Tuesday, February 06, 2024

Molli and Max in the Future

In the future, you might have your own personal spaceship or a mecha robot suit, but there are still plenty of annoying people around to bother you. At least this irritating duo self-selects their own company, which should make them easier to avoid. They are supposed to be a futuristic “Harry and Sally,” but they should get together to prevent innocent people getting stuck with them. The future sure is verbose in director-screenwriter Michael Lukk Litwak’s Molli and Max in the Future, opening Friday in theaters.

Molli and Max sort of have a meet-cute in an asteroid belt. Technically, he crashed his ship and had no insurance, but they still start hanging out. Right from the start, he maybe sort of feels something for her, but they decide to friend zone each other, before she joins a space cult.

The next time they meet, it is kind of awkward, because she is involved with her creepy space deity and he has become a famous mecha robot gladiator. Of course, neither is happy with their choices and both realize it thanks to their reunion.

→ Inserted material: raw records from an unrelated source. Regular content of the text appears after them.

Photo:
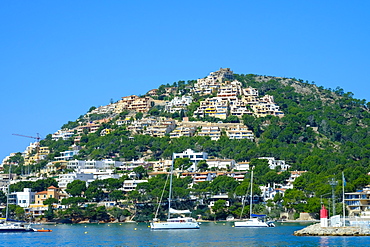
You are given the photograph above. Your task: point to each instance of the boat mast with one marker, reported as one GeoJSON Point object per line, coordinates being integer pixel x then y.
{"type": "Point", "coordinates": [251, 199]}
{"type": "Point", "coordinates": [7, 196]}
{"type": "Point", "coordinates": [170, 195]}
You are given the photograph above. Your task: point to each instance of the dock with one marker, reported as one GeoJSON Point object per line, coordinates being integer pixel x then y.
{"type": "Point", "coordinates": [317, 230]}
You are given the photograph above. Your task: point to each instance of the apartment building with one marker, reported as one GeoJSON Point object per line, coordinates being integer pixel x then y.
{"type": "Point", "coordinates": [358, 203]}
{"type": "Point", "coordinates": [212, 131]}
{"type": "Point", "coordinates": [194, 157]}
{"type": "Point", "coordinates": [178, 104]}
{"type": "Point", "coordinates": [22, 199]}
{"type": "Point", "coordinates": [104, 109]}
{"type": "Point", "coordinates": [239, 132]}
{"type": "Point", "coordinates": [130, 185]}
{"type": "Point", "coordinates": [161, 128]}
{"type": "Point", "coordinates": [275, 163]}
{"type": "Point", "coordinates": [64, 179]}
{"type": "Point", "coordinates": [134, 103]}
{"type": "Point", "coordinates": [183, 131]}
{"type": "Point", "coordinates": [213, 107]}
{"type": "Point", "coordinates": [62, 134]}
{"type": "Point", "coordinates": [160, 165]}
{"type": "Point", "coordinates": [221, 164]}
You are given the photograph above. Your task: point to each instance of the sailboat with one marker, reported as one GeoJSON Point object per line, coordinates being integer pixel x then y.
{"type": "Point", "coordinates": [254, 219]}
{"type": "Point", "coordinates": [173, 223]}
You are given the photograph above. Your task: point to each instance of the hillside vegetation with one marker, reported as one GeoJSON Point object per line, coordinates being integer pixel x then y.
{"type": "Point", "coordinates": [324, 132]}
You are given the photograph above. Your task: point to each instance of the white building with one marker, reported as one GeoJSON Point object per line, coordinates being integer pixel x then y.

If any of that sounds funny, it is because you didn’t have to listen to them explaining it. That is what they do: talk and talk and talk. In addition to their personal lives, they also discuss the genocide of the fish people. Even though Max looks human, he is part fish person, so it understandably disturbs him when Turboschmuck, a candidate for Galactic Emperor, advocates another round of mass murder.

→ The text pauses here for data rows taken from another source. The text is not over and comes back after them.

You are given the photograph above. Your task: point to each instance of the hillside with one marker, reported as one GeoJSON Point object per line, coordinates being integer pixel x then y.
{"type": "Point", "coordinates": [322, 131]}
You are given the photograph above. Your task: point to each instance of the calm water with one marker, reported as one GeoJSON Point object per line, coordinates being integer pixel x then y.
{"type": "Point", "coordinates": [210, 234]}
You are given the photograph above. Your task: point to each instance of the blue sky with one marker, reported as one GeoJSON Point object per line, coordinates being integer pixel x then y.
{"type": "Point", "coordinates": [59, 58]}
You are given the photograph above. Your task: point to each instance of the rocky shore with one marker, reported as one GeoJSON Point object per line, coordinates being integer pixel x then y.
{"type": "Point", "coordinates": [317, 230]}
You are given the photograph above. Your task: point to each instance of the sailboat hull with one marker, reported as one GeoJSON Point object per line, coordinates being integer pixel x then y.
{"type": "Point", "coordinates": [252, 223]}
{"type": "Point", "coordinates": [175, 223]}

Presumably, Turboschmuck was intended to satirize Trump, but jokes about genocide (ha ha, geocide, super funny) land quite differently after the 10/7 terrorist attack. Trump is a disaster, but at least he is not chanting genocidal slogans like “from the river to the sea.” Anti-Semitic hatred and violence has exploded post-10/7, which really casts a pall over these tongue-in-cheek bits.

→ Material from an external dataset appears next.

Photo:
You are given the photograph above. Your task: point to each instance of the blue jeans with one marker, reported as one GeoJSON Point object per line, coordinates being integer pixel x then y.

Beyond that, it is hard to tell whether Litwak was deliberate going for a campy ultra-DIY-Ed Wood look, or if
Molli and Max was simply cobbled together on the cheap. It is a problem that viewers have to guess. Regardless, all the mumblecore chatter gets to be like fingernails across a blackboard.

Zosia Mamet (daughter of the great playwright) and Aristotle Athari have zero chemistry as the title characters. Again, it is possible that is part of the “joke,” but viewers still must sit through their neurotic musings and aimless conversations. Everything just feels off in terms of tone and tempo.

Sitting through this film is a real chore. Some very talented people contributed as cast and crew, but somehow it just all went awry. Oh well, sometimes that happens. Better luck next time everybody. Not recommended,
Molli and Max in the Future opens Friday (2/9) in New York at the Cinema Village.